What is the role of mainstream business in tackling modern slavery and other human rights abuses, at home and abroad? What does that role mean in practice for HR practitioners? The Modern Slavery Bill, currently expected to receive royal assent before the general election, answers some of these questions, including a proposed new legal duty for many businesses.

Background

In recent years, many consumer facing multi-national companies have been paying increasing attention to a developing global business and human rights agenda. Allegations of modern slavery, trafficking, sweatshops, unsafe working conditions and long, corruptible supply chains are just some of the issues threatening businesses and their reputations. Now, attention is turning to domestic employers as human rights abuses, in particular slavery and trafficking, are uncovered in British supply chains.

What is the role of business?

Many employers and national governments, together with global organisations such as the UN and OECD, have moved on from asking whether businesses have a responsibility to respect human rights to identifying what their human rights role is in practice.

This role includes having human rights policies, training key personnel, identifying and addressing breaches of human rights and putting in place mechanisms by which problems can be raised, such as whistle-blowing hotlines.

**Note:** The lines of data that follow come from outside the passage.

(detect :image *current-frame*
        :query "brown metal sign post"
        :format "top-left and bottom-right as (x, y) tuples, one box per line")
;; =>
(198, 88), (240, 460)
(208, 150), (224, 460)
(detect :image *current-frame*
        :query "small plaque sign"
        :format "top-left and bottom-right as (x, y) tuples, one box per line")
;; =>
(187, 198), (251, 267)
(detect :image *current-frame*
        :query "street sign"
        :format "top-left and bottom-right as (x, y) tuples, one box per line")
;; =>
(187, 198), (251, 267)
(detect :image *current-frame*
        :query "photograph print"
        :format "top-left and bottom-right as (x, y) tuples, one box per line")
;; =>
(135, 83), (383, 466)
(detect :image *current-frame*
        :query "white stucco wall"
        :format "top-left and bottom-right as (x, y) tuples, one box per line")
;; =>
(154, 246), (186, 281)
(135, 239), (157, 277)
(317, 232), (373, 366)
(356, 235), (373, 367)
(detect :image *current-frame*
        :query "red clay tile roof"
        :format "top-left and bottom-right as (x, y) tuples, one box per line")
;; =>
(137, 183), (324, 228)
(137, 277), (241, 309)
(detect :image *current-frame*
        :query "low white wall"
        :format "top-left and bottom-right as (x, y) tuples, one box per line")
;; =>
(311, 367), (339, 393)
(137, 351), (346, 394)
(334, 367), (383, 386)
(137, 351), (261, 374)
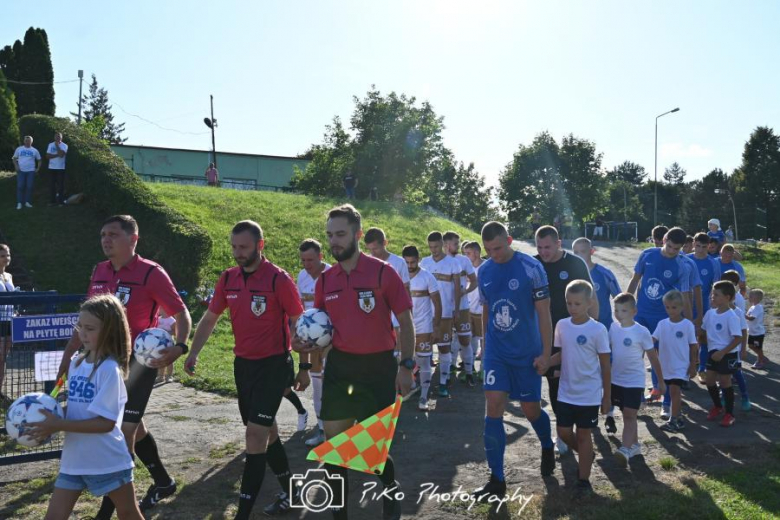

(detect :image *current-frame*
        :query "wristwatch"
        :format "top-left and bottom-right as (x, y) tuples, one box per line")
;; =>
(398, 358), (417, 370)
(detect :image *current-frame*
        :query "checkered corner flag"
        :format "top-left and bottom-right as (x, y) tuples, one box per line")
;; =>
(306, 395), (403, 475)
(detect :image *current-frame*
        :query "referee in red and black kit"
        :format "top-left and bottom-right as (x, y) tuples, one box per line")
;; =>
(184, 220), (311, 520)
(293, 204), (414, 519)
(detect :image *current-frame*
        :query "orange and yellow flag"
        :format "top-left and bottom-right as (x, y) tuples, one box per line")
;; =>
(306, 395), (403, 475)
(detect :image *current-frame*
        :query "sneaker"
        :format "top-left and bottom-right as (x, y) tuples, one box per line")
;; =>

Importantly, these responsibilities extend beyond the company’s own operations and include supply chains, although it is recognised that this is more challenging due to the lack of direct control.

Britain’s Modern Slavery Bill, for example, will require companies (above a certain turnover threshold – to be confirmed) to publish an annual slavery and human trafficking statement setting out the steps they have taken to ensure that their own businesses and their supply chains are ‘slavery free’. EU legislation, to be implemented by 2016, takes this disclosure requirement further and impacts both private and public sector employers.

What is the role of HR?

In some organisations, HR is playing a key role in introducing human rights policies and training as well as implementing risk analysis audits, due diligence, hotlines, monitoring and more. In others, HR is working cross-functionally, alongside CSR, Legal, Compliance, Procurement and others, to address slavery and other human rights risks in the business and supply chain.

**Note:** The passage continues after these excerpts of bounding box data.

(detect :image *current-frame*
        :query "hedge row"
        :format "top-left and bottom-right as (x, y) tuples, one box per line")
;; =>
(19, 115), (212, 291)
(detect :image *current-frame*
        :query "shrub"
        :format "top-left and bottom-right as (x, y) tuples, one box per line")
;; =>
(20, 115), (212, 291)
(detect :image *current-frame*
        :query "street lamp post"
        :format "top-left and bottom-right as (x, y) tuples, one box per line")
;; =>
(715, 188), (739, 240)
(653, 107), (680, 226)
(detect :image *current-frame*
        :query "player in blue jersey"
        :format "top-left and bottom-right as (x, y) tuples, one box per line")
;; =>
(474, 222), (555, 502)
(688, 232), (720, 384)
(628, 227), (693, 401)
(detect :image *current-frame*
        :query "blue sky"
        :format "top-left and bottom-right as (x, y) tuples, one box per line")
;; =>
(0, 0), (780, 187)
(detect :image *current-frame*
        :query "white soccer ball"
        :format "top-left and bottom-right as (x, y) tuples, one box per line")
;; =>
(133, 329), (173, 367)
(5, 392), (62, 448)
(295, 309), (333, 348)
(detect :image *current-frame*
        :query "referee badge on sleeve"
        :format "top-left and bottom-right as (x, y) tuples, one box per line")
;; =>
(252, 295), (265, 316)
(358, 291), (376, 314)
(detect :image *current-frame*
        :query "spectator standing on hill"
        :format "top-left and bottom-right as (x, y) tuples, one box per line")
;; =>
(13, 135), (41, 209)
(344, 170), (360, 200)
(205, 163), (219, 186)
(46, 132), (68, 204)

For those HR practitioners new to this area, there is a wealth of reference material on the UN human rights and Global Compact websites. Our tailored training and consultancy services have also helped employers gain traction more quickly in an area which is frequently challenging and rewarding in equal measures.

The role of trade unions and other pressure groups

Increasingly, global and national trade unions are actively targeting businesses they believe have weak points when it comes to human rights. Corporate campaigns, using social media to ‘name and shame’ employers and taking complaints about supply chain working conditions to the OECD, have been successful in taking human rights into the Boardroom as investors, shareholders, customers and other stakeholders react to adverse publicity. For those companies vulnerable to such corporate campaigns, HR is instrumental in putting the company in the best place to respond.